In his works, Jano creates models of tombs and synagogues made of rusty and disintegrating iron, worn-out books, melted wax, yahrzeit candles, and other materials. All these are fused into a sculptural design that revives the various elements and gives them both a religious and artistic validity.
His work draws upon the world of Jewish tradition, and in his objects, the border between an aesthetic object and a magical one is sometimes blurred.
Janos' deployment of artifacts from the religious world is an act of hybridization, pointing to the difficulty of placing traditionalism within a definite sociological framework. This difficulty emerges from the refusal of Jews from Arab countries to be classified by the European categories of 'religious' and 'secular'. Against this background, his work succeeds in capturing complex hybridization between religion and secularity, and not just replacing one of them with the other. In this, actually, lies its true power.
"My studio is like a synagogue. There I pray to God to help me find my truth, so I can become one with what I do", testifies the artist.
The arched structures that are a combination of models of tombs of righteous Jewish persons and of Arab sheikhs, undermine the dichotomy between 'Arab' and 'Jewish' in order to make the relationship between them visible, a relationship that the Israeli society keeps strictly oppressed and excluded.
Jano participated in solo and group exhibitions in Museums and galleries in Israel EU and Europe.

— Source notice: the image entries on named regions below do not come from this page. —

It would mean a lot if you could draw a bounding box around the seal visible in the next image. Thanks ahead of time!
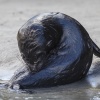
[9,12,100,89]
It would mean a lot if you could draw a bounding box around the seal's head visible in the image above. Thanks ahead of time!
[17,24,46,71]
[17,17,62,71]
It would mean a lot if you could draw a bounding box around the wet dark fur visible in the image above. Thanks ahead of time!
[10,13,100,89]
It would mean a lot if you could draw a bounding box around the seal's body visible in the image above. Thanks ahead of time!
[10,13,100,89]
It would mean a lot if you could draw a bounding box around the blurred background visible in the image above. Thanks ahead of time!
[0,0,100,100]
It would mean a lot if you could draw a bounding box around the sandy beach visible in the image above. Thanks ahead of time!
[0,0,100,100]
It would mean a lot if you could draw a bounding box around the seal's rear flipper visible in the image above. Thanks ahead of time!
[92,41,100,57]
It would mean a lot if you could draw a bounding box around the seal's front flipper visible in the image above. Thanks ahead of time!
[92,41,100,57]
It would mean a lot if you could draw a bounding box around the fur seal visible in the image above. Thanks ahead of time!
[10,12,100,89]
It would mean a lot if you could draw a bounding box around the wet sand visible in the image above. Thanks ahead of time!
[0,0,100,100]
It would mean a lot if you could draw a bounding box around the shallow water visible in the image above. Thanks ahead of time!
[0,60,100,100]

Selected exhibitions of Jack Jano:
1977 Marocan Dinner, solo exhibition, Acme Gallery, London
1984 Eighty Years of Sculpture, group exhibition, Israel Museum, Jerusalem
1990 Portraits, O.K Harris Gallery, New York
1992 Jack Jano- Works, solo exhibition, Uri & Rami Nechushtan Museum,
Kibbutz Ashdot Ya'acov
1993 Anonymous…, group exhibition, Herzeliya Museum
1995 Journey, one- man exhibition, Ashdod Museum
1996 Ktav, group exhibition, Ackland Museum, North Carolina
1996 Jack Jano, solo exhibition, O.K Harris Gallery, New York
2000 Troubadour, solo exhibition, Ramat-Gan Museum
2002 Inside Sees Outside, Janco- Dada Museum, Ein-Hod
2004 Object, Holiness and Ritual, group exhibition, Nashville Museum,
Tennesse
2005 Rachel Grave, Center of Israeli Art, Munich, Germany
2006 Text and Ritual, solo exhibition, Bar- David Museum, Kibbutz Bar Am
2008 The Invisible Self Portrait, group exhibition, Engel Gallery, Tel Aviv
2009 SoferStam- Hebrew Installation, one man exhibition, Enegl Gallery, Tel Aviv
2010 Trees, solo exhibition, artists' house, Tel Aviv
2011 Frische- Mische, solo exhibition, Engel gallery, Tel Aviv
2012 Pace, group exhibition, Horace Richter Gallery, Jaffa, Tel Aviv
Untitled
Painted wood
Technique: mixed
A blue puppet of a man carrying a rifle is hanging in the wall. It depicts a soldier that is a 'toy', a 'marionette' with no power over his acts, or a man, that even having a weapon is managed by other forces than his own. He has no control therefore no responsibility, the responsibility is on the hands of the manipulator.